Exascale Matrix Factorization: Using Supercomputers and Machine Learning for Drug Discovery
Tuesday, 21st May @ 14:00 BST / 15:00 CEST
In this webinar we will present the ExCAPE project, the Bayesian Matrix Factorization techniques used and how the POP CoE gave us crucial insights into the scaling bottlenecks of our code and so helped us remove them. We will also present how the HPC infrastructure and implementations were crucial to giving insights that helped the pharma industry in their drug discovery process.

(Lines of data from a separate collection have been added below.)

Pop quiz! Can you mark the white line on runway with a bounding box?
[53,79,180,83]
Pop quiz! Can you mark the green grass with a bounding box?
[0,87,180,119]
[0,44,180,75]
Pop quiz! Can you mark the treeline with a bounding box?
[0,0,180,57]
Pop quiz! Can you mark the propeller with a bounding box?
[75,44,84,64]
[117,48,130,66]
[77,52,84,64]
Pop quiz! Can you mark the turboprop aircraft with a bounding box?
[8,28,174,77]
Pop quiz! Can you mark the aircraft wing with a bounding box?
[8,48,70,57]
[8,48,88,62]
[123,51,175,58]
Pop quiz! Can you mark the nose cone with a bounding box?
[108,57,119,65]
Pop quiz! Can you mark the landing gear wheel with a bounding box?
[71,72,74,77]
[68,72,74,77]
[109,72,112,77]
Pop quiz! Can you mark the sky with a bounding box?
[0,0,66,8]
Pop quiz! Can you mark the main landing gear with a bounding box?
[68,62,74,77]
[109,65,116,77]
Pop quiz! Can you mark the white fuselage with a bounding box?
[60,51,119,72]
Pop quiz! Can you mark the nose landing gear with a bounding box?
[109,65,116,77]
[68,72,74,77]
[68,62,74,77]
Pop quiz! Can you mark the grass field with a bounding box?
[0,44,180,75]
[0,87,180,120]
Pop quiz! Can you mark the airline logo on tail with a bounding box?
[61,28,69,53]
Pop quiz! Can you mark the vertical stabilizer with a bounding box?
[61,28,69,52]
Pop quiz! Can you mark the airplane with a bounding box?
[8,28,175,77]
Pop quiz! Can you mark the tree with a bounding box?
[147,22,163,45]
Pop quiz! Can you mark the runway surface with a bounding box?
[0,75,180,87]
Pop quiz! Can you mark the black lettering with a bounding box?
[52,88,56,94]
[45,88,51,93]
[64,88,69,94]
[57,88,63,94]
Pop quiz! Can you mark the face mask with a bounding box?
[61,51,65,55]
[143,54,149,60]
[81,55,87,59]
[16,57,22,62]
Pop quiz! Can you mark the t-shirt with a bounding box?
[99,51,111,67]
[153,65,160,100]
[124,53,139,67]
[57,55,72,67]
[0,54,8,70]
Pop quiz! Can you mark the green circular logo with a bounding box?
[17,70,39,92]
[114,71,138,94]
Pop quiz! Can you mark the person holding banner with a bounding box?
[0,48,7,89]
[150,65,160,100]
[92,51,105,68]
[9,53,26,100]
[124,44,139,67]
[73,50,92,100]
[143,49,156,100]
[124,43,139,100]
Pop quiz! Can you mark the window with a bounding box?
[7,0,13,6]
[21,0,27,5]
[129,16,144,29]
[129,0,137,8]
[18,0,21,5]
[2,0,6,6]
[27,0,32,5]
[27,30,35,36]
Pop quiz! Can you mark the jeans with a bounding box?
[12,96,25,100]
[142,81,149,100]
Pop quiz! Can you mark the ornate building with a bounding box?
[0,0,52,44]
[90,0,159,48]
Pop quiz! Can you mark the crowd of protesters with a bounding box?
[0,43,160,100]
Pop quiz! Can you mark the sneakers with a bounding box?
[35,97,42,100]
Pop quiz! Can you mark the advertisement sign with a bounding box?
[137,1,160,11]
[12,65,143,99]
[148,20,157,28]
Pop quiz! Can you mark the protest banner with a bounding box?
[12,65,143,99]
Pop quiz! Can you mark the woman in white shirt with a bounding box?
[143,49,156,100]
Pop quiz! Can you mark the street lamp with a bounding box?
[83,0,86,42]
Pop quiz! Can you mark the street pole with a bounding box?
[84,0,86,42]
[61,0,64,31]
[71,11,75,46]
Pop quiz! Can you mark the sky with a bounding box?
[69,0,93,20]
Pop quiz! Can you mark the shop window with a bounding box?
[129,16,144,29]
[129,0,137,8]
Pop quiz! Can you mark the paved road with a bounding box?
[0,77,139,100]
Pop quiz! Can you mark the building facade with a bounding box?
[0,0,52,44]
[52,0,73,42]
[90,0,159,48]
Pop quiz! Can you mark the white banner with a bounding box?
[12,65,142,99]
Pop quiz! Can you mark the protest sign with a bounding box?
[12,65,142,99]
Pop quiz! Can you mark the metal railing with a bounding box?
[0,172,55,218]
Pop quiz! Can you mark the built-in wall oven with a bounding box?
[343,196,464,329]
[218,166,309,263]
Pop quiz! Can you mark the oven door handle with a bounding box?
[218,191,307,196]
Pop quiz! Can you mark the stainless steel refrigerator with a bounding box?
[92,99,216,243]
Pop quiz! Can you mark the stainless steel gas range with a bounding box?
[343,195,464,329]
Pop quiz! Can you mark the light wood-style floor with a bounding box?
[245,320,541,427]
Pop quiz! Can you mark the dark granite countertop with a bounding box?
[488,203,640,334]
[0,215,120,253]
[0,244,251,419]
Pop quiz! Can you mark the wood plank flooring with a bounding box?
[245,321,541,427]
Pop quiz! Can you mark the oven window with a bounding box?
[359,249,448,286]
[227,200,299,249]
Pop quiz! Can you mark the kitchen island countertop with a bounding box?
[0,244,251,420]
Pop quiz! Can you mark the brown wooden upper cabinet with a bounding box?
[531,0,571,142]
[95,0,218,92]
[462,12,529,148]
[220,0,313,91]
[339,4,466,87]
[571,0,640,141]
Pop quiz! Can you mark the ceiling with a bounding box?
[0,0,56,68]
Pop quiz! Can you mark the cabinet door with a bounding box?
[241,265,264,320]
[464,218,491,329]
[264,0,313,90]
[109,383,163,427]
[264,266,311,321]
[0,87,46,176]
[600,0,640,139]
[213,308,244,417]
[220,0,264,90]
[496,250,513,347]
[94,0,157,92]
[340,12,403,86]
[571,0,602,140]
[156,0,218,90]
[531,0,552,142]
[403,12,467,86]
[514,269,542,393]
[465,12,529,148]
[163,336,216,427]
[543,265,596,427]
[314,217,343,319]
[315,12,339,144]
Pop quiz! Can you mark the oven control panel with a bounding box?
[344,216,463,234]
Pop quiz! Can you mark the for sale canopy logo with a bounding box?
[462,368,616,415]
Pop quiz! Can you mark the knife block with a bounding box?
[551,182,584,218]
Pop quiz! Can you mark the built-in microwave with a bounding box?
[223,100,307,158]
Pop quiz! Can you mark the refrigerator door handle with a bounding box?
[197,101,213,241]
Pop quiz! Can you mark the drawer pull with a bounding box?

In the ExCAPE European funded project we investigated the power of supercomputers to speed up drug discovery using machine learning. One of the machine learning algorithms was “Matrix Factorization” (MF). MF is a core machine learning technique for applications of collaborative filtering, such as recommender systems. In drug discovery it can be used to predict the interaction between chemical compounds and protein targets.
The Matrix Factorization technique studied in ExCAPE uses Bayesian Matrix Factorization (BMF). While BMF has the advantage of being able to provide confidence estimates it is more computationally intensive. Therefore, a high-performance parallel implementation of BMF, that is suitable for HPC, was needed. With the help from the POP CoE, this implementation was developed and optimized. It allowed us to discover new insights in compound-protein interaction thanks to the large-scale models built on datasets that were previously intractable.
• ExCAPE: http://excape-h2020.eu
• BPMF: https://github.com/ExaScience/bpmf
About the Presenter
Tom Vander Aa is a researcher/project coordinator in the ExaScience Life Lab at imec. This lab creates new supercomputer solutions to generate breakthroughs in life sciences and biotechnology. His interests are in software engineering for high-performance computing and machine learning. Before joining the ExaScience Lab he was at Target Compiler Technologies and at the architecture and compiler group in imec working on low energy high performance architectures and compilation techniques.